The Desktop: The buggy bits | RISC OS Rambles

WindowManager

UpCall holes

One of the more amusing problems with the Window Manager was found because of problems with applications using UpCall environment handlers. They're pretty rare to use, mostly because application should work in a multitasking environment, and the UpCall handler might not be called if you weren't paged in. For example, using it to trap socket notifications would be futile in a Wimp or TaskWindow task.

However, if you did use them, you might find that your application crashed. The reason is that a hole in the handling of the environment handler switching that the WindowManager performs. It doesn't change the handler back to the default during part of the task switch, so there is a hole during which any events which were triggered through that handler could cause a crash.

I believe that UnixLib developers found the problem, and it was fixed with a small change to the Wimp, but it could have been triggered by many applications. It's pretty unlikely that you would encounter a case where you could usefully use an UpCall handler other than the default.

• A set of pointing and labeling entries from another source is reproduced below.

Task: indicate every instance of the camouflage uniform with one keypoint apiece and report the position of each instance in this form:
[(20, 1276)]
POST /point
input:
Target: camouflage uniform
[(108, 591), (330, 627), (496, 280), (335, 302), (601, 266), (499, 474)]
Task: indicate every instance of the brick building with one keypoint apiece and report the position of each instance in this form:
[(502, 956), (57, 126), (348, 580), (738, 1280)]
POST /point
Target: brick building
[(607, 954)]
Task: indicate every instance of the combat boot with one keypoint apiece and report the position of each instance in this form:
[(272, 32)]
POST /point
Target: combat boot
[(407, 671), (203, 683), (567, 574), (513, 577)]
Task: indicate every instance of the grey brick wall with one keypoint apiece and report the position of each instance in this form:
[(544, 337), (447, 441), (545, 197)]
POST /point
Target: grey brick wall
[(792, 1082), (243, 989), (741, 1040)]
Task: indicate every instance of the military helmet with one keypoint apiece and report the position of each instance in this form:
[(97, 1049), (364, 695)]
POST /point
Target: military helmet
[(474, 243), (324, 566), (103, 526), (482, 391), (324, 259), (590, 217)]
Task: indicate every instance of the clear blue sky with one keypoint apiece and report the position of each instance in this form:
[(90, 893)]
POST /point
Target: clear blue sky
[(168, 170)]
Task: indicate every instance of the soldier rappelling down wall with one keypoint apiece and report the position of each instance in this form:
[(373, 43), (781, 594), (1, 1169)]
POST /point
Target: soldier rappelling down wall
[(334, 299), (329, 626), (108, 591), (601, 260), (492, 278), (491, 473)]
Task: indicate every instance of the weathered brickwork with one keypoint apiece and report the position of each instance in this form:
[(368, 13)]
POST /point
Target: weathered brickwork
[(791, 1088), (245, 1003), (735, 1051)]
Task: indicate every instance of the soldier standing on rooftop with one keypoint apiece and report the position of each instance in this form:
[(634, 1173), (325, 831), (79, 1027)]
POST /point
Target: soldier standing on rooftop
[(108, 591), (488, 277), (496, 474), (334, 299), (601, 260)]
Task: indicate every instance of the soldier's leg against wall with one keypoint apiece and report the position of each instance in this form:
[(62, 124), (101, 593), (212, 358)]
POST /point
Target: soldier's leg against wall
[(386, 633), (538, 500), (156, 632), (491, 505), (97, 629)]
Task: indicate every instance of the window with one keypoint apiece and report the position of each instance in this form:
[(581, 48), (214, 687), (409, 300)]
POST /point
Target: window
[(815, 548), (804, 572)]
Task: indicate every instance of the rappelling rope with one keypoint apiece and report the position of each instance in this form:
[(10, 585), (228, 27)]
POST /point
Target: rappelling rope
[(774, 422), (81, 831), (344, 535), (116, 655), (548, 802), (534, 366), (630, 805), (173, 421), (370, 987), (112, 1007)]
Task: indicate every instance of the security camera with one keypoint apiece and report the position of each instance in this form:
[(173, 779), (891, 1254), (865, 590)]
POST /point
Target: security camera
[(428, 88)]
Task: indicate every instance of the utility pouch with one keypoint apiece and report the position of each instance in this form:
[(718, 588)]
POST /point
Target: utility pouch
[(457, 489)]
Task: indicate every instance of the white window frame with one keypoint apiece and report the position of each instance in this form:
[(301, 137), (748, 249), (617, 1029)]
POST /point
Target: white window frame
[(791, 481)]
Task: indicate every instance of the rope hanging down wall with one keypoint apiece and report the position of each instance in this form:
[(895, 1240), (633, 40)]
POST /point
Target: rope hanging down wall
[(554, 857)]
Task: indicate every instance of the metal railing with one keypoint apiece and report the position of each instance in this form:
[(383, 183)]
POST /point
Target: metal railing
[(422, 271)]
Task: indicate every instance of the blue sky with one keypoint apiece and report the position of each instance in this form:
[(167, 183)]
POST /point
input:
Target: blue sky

Despite the UpCalls being intended for messages to the application, the fact that the system is invariably run with multiple tasks which aren't paged in and therefore do not have the environment handler to call, means that they are pretty useless. Unless you intend for your application to be the only one running, of course.

There are a couple of other places in the Wimp other than task switching where problems can occur with UpCalls, and they needed minor changes as well, to ensure that they wouldn't be affected in the same way. The Wimp is pretty good in its handling of task switches, though, so it was pretty easy to locate the problematic cases.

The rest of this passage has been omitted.